5. The issue is substantially one of appreciation of facts. When the CIT(Appeals) as well as Tribunal concurrently held that looking to large number of adjustment entries in the accounts between two entities, the amounts were not in the nature of loan or deposit, but merely adjustments, application ofsection 2(22)(e) of the Act would not arise. Consequently, no question of law arises. Tax appeals are dismissed.”

2.6.1The ld. CIT(A) rejected the contention in para 4.3 pg 8 by simply mentioning that neither the provision nor the decisions cited, have held that the recipient of the loans and advances though utilized for its business purpose yet the same shall not be treated as deemed dividend. In fact, the ld. CIT(A) has not at all understood/ purportedly ignored that the very purpose of introducing Sec. 2(22)(e) was to stop avoidance of tax liability u/s 115O by distributing the dividend under the guise of loans & advances meant for the benefits of the recipient shareholders.

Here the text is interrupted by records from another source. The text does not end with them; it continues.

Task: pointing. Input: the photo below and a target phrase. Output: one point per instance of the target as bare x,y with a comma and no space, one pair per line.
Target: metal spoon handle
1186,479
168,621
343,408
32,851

However, in the facts of the present case, where there is a frequent giving (of the amounts) and receiving back how it can be said that the amounts given were meant for the benefit of the recipient shareholders (so as to be treated as deemed dividend) when, the same recipient shareholder had also been giving the amounts to the same company time to time as and when needed. It is not at all a case where the amounts were given to the recipient shareholder for a long period.

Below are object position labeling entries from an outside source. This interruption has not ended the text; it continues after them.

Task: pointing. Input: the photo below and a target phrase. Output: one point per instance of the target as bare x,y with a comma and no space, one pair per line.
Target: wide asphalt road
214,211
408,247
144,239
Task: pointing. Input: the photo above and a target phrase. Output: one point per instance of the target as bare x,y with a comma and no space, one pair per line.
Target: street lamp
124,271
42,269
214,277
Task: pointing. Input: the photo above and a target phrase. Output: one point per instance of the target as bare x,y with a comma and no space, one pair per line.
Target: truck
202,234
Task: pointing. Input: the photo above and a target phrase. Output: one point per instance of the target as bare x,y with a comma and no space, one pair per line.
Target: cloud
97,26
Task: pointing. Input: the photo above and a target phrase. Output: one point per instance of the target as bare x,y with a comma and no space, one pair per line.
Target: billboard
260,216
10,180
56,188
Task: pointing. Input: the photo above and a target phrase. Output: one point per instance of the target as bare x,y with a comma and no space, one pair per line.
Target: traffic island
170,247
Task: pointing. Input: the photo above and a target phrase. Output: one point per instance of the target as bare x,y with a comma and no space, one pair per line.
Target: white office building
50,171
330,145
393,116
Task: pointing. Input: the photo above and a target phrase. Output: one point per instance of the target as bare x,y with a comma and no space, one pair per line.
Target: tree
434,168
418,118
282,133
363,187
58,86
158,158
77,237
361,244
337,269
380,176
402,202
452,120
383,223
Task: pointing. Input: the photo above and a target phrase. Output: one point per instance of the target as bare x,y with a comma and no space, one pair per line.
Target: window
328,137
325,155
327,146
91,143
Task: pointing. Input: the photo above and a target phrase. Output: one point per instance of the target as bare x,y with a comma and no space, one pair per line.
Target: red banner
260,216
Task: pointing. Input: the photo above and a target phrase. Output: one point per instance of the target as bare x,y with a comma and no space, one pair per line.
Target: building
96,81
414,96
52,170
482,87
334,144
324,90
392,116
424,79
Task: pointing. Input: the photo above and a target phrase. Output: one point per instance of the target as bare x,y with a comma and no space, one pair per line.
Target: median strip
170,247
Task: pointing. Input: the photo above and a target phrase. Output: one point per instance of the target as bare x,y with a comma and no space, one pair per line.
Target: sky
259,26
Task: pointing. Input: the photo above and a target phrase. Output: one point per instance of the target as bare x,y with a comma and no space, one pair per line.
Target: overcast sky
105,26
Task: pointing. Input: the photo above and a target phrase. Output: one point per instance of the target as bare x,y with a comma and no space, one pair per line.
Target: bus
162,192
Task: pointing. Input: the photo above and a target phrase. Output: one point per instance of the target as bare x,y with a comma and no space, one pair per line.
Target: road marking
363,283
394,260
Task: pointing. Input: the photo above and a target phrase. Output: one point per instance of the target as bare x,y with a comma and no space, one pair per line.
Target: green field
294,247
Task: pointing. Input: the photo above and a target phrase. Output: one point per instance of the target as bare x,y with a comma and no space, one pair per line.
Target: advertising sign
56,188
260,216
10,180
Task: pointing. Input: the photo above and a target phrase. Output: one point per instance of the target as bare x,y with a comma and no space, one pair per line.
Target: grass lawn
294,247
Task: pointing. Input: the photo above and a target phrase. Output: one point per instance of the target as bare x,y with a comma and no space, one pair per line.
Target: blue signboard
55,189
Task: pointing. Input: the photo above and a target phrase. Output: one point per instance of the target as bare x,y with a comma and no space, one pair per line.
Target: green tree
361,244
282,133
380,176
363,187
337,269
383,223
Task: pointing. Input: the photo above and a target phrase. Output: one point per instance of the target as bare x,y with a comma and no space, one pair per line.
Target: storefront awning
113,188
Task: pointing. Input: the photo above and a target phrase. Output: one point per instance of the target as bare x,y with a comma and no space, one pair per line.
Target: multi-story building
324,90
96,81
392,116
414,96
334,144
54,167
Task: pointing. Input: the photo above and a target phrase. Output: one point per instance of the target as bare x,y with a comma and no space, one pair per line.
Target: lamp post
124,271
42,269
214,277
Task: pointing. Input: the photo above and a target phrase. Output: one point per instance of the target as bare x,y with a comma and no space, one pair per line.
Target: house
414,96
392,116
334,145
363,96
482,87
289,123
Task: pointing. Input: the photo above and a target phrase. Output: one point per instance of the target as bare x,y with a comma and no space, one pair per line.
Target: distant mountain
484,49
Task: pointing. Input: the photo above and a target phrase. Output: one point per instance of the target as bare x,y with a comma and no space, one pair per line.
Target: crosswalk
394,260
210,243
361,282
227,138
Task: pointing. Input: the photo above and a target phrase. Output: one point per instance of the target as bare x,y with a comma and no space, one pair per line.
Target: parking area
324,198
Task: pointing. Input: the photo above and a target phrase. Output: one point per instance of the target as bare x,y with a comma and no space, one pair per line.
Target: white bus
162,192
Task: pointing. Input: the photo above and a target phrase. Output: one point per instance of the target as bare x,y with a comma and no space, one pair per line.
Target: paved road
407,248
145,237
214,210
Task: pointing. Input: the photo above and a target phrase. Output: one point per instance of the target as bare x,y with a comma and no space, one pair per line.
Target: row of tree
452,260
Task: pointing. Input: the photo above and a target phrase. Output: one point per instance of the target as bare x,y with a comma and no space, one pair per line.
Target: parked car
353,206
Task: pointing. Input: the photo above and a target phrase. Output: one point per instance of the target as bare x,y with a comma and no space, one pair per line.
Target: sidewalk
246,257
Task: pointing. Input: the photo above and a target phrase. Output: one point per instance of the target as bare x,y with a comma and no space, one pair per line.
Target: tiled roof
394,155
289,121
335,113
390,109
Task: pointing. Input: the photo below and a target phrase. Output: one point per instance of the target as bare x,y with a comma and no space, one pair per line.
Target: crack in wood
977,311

2.6.2The AO was wrong to state in the assessment order that he himself had accepted in principle that Sec. 2(22)(e) if attracted in this case and this allegation was specifically denied before the ld. CIT(A) in his WS (pg 7 pr 4.2) nor it was so in letter dated 28-01-2016 to AO (PBP 14-16) otherwise there is no estoppels.

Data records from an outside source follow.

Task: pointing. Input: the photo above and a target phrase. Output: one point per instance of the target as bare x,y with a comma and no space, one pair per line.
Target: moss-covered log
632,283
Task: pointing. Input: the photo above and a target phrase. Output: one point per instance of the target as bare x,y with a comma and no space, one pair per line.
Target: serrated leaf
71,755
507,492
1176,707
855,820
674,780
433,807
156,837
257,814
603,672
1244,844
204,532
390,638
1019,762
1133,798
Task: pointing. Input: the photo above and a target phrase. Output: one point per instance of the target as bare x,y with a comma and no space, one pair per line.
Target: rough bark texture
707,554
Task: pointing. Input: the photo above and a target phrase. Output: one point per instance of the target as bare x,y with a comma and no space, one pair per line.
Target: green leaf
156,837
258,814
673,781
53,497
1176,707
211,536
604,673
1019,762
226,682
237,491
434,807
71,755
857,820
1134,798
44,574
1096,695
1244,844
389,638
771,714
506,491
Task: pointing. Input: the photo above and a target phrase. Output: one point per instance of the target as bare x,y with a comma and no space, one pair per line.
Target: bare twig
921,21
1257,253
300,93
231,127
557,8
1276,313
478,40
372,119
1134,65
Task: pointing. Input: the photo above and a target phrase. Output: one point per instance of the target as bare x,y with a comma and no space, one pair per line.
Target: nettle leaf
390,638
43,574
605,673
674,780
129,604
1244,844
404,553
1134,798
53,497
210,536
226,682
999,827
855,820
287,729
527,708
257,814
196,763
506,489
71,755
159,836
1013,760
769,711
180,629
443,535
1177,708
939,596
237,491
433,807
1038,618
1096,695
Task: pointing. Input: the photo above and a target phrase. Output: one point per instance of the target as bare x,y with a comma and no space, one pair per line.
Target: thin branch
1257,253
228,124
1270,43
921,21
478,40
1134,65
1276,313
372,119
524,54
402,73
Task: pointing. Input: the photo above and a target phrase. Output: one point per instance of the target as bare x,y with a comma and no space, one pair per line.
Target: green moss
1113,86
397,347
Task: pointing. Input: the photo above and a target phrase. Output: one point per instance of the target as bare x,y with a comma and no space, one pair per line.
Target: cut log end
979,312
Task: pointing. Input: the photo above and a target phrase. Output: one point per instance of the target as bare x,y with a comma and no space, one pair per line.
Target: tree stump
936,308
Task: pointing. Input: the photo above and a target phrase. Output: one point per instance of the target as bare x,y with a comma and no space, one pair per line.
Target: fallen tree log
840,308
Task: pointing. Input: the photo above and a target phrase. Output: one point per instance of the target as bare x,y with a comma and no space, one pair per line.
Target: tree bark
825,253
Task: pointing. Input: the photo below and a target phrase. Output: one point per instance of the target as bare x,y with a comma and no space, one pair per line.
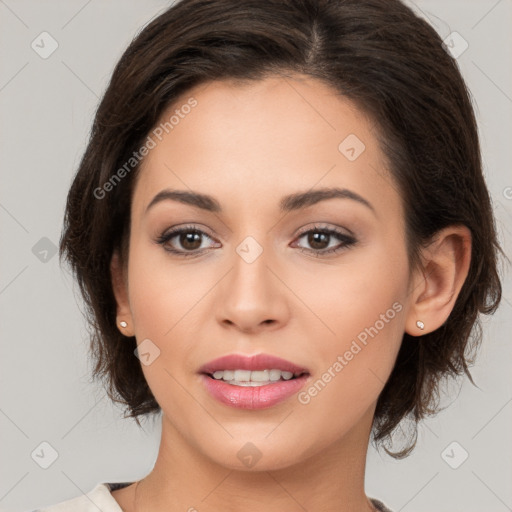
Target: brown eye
185,241
319,240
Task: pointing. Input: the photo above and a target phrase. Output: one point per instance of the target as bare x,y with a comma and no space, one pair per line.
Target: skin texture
248,146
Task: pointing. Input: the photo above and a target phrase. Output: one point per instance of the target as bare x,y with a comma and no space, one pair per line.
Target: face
266,266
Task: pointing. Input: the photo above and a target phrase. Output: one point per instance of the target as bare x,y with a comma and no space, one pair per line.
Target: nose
253,296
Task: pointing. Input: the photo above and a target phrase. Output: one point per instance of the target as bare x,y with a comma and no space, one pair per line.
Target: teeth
252,378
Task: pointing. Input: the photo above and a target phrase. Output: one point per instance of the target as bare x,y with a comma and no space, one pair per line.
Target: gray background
46,110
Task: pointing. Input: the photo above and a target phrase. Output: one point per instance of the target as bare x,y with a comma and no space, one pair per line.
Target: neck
183,479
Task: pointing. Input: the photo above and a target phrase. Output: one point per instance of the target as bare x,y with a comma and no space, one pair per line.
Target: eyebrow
296,201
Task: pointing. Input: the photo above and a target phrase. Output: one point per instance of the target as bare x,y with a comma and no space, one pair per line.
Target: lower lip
257,397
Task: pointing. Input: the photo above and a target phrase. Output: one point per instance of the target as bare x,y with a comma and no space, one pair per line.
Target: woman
284,239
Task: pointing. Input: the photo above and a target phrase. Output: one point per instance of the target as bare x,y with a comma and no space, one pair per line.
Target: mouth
254,378
252,382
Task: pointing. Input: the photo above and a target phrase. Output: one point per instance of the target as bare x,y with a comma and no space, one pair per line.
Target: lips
253,363
244,388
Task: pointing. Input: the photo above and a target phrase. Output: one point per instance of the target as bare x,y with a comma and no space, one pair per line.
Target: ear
120,288
436,287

2.7 On this aspect, also kindly refer our detailed submissions filed before the ld. CIT(A) and reproduced in his order, particularly at page 6 & 7

2.8 Supporting Case Laws: For this reliance is placed on the following cases:-

(I) CIT v/s Creative Dyeing & Printing P Ltd. 318 ITR 476 (Del HC) it was held that

“Amount advanced to the assessee company by another company having common directors not being a loan but an advance f or business transaction which is to be adjusted against the moneys payable by the latter to the assessee company in the subsequent years, same did not fall within the definition of deemed dividend under s. 2(22)(e).”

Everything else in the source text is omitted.